Patrick Cooper of Anchorage had run midway up Bird Ridge — the end point for junior racers — and was heading back down when he phoned his brother just after noon Sunday to say he was being chased by a black bear, reported KTVA in Anchorage. His brother, who was also running the race and was close to the finish line, quickly told Precosky, and a search was launched.
Cooper was found dead within two hours. He was about 500 yards off the trail in a heavily wooded area about a mile from the end of the race. He was declared dead at the scene and his body was airlifted out of the rugged terrain. Other young runners said that Cooper had veered off the trail during the race, Anchorage TV station KTUU reported.
“This has never happened. In the entire history of the race I’ve never known of any bear incidents,” Precosky told The Alaska Dispatch News.
It was the first fatal bear mauling in the state in four years, according to The Associated Press. The day after the race, a black bear also killed a worker at the Pogo gold mine, about 300 miles north of Anchorage. A second worker was injured.

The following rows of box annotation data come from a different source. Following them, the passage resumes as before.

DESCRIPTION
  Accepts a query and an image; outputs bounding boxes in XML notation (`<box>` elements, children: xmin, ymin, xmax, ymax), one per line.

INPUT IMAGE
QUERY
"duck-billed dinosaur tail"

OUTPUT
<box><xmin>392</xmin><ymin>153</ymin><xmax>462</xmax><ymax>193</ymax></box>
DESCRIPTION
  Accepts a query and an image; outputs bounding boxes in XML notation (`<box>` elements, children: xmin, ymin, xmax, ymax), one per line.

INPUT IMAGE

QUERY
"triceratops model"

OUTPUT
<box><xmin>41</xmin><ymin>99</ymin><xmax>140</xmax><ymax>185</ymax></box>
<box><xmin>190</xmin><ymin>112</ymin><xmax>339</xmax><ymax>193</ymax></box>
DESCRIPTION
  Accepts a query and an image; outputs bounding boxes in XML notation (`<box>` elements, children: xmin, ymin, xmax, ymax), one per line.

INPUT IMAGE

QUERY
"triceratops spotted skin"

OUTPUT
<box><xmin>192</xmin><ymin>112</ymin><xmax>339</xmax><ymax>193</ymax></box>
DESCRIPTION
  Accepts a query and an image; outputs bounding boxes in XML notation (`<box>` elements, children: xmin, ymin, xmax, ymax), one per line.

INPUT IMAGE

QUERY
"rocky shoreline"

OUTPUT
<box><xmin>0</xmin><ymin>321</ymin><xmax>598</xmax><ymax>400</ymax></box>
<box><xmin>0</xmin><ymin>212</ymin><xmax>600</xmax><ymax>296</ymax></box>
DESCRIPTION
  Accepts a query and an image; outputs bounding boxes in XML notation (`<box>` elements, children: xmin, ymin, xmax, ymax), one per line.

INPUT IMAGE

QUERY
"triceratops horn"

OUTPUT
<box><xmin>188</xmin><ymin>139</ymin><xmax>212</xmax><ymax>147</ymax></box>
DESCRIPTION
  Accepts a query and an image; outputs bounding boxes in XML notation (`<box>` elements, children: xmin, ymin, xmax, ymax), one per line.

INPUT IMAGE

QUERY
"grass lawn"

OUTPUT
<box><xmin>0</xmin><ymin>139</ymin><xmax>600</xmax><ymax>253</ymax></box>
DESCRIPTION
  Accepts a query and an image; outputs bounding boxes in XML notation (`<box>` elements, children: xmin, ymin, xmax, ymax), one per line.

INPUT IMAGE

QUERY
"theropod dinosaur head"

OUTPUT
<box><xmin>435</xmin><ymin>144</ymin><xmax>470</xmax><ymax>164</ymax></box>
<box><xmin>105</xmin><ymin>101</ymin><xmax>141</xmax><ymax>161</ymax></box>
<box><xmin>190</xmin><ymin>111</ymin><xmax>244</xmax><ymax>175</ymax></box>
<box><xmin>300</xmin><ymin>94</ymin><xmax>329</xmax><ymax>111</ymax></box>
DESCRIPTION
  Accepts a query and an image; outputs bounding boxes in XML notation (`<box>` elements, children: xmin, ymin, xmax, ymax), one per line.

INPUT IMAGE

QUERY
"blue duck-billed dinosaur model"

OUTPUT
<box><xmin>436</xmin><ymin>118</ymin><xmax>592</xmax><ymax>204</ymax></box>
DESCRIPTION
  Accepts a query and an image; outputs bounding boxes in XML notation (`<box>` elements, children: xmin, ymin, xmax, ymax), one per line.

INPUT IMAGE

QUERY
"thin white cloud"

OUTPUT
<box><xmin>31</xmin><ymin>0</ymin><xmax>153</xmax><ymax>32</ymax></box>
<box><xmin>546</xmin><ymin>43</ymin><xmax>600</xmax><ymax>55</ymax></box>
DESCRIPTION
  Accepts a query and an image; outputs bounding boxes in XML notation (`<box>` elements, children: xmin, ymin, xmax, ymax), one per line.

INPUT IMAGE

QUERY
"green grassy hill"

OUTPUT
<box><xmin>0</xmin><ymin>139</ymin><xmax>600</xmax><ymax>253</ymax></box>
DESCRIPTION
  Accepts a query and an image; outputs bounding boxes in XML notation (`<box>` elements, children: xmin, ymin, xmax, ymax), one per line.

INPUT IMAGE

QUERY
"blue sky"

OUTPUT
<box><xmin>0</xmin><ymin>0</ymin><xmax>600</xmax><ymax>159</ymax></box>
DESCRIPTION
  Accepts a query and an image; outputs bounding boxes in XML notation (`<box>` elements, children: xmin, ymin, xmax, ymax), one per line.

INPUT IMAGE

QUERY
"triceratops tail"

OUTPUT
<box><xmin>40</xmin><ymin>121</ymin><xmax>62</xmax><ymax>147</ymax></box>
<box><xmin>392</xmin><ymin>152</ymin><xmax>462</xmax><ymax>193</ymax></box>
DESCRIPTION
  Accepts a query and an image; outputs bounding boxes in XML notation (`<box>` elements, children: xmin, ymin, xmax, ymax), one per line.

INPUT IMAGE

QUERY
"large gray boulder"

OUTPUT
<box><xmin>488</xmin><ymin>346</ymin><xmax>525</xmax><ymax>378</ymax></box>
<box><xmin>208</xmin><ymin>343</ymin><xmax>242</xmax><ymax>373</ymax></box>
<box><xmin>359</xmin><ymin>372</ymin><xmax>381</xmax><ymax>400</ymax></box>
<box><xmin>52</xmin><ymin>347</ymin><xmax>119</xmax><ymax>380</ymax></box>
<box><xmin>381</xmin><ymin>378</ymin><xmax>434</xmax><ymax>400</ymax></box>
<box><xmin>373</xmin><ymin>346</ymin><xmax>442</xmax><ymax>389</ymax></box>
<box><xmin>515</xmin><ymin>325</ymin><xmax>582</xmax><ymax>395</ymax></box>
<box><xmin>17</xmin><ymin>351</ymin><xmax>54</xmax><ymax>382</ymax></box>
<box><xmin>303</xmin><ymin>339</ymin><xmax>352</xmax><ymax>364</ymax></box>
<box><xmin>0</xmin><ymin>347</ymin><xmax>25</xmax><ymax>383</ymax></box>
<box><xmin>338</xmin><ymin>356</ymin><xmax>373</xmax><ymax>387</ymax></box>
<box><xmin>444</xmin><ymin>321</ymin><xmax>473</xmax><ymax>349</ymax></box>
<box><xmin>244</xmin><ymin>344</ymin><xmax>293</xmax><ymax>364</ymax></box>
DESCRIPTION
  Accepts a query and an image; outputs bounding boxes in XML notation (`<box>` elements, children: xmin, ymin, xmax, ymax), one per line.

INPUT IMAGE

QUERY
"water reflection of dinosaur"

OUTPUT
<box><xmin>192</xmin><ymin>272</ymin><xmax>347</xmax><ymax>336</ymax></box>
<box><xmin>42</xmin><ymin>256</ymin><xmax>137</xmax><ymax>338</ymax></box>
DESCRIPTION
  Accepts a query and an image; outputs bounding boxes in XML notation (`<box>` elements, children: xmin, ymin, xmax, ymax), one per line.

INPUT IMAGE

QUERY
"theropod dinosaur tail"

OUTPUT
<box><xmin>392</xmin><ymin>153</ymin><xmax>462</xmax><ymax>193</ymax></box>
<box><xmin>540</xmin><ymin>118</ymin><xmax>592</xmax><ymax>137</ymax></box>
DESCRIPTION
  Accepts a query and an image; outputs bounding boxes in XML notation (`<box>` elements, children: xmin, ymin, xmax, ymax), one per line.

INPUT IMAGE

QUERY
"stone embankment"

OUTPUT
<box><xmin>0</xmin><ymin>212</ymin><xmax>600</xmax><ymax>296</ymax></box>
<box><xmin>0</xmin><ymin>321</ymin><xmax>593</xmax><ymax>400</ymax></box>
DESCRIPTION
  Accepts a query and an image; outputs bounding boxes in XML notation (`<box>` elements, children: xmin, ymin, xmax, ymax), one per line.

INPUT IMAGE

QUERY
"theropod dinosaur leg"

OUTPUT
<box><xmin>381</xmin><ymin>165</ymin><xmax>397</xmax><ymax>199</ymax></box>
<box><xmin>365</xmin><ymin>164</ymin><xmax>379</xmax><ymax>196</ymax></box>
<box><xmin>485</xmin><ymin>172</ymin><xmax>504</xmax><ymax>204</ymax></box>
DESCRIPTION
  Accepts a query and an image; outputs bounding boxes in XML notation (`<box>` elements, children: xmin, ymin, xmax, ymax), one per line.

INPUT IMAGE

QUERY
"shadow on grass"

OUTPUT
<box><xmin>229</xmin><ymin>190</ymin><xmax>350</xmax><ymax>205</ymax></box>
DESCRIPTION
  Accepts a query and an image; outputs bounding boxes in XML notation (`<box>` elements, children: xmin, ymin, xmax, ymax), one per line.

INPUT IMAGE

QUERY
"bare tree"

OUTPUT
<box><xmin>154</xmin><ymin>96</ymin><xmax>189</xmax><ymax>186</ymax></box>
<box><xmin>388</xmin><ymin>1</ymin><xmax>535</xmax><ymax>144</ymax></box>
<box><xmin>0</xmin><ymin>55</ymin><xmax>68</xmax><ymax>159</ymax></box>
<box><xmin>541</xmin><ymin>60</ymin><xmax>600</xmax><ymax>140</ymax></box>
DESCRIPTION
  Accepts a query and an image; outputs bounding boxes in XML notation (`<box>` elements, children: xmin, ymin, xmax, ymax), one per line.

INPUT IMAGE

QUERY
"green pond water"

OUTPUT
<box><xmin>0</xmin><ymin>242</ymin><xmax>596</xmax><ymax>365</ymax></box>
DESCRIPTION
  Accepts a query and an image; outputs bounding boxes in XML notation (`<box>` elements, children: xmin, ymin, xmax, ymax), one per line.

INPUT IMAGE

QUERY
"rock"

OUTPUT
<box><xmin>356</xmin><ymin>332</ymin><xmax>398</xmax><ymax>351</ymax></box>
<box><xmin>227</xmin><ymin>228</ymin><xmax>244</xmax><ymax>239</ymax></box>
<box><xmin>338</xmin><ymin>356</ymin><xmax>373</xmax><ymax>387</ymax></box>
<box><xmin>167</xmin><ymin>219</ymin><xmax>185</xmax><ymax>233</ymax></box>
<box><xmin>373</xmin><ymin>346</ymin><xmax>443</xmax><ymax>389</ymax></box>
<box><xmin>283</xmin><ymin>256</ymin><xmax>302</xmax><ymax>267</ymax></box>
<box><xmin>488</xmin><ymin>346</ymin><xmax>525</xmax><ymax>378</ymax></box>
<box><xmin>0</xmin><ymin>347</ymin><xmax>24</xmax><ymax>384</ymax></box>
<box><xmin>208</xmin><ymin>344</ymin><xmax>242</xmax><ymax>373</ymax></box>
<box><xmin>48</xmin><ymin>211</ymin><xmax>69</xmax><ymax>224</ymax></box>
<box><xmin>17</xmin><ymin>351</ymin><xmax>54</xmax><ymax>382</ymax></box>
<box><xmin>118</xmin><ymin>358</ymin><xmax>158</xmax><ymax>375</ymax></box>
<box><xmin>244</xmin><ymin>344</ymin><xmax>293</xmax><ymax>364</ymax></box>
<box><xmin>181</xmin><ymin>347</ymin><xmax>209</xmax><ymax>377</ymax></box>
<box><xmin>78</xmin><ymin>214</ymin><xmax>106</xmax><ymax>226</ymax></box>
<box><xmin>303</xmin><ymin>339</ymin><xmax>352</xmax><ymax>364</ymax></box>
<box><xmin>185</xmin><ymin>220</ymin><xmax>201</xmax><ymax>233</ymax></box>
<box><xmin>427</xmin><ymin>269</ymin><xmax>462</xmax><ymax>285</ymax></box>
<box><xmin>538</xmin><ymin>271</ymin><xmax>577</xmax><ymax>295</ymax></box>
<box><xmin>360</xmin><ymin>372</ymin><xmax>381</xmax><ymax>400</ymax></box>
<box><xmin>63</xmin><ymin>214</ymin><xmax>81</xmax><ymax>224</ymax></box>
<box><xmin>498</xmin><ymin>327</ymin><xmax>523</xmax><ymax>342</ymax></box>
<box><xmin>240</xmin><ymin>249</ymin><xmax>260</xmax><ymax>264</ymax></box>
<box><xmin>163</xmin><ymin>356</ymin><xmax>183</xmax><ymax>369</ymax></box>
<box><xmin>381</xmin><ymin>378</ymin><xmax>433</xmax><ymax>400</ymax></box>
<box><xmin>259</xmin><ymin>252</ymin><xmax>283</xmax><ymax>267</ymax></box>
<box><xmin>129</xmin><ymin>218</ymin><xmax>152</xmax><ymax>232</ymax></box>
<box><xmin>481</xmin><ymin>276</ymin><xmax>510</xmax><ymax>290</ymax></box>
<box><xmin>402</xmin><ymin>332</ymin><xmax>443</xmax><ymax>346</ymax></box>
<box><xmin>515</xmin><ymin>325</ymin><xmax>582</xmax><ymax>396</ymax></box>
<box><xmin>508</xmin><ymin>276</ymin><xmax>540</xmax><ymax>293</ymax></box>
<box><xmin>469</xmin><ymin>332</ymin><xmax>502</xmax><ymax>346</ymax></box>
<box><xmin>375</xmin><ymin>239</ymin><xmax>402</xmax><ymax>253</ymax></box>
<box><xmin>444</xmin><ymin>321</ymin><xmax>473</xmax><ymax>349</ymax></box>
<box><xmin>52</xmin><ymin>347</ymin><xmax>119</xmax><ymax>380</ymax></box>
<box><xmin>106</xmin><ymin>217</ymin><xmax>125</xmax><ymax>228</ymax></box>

Cooper couldn’t be reached when searchers first spotted him because the bear was guarding the body, officials told The Alaska Dispatch News. But the boy was likely already dead when he was first spotted, according to a witness.
“The bear was remaining in the area where the young man was laying,” said Chugach State Park Ranger Tom Crockett.
The bear was shot in the face by a ranger, but it fled. Rangers are continuing a search for the bear.
Other runners reported bear sightings during the race, according to KTUU. The area is currently closed to visitors.
Cooper was a participant in the junior division of the race. Adult runners crest the Bird Ridge mountain. Racers in the junior division run about halfway up before heading back down.
The Pogo Mine contract worker — who was attacked several miles from the main camp near Delta Junction in the interior of the state — has not yet been identified. Injuries sustained by the other employee were not life threatening. The bear was killed and all field workers have been called back to the main camp, reported The Alaska Dispatch News.
CORRECTION: An earlier version of this story misspelled the name of the mountain. It’s Bird Ridge.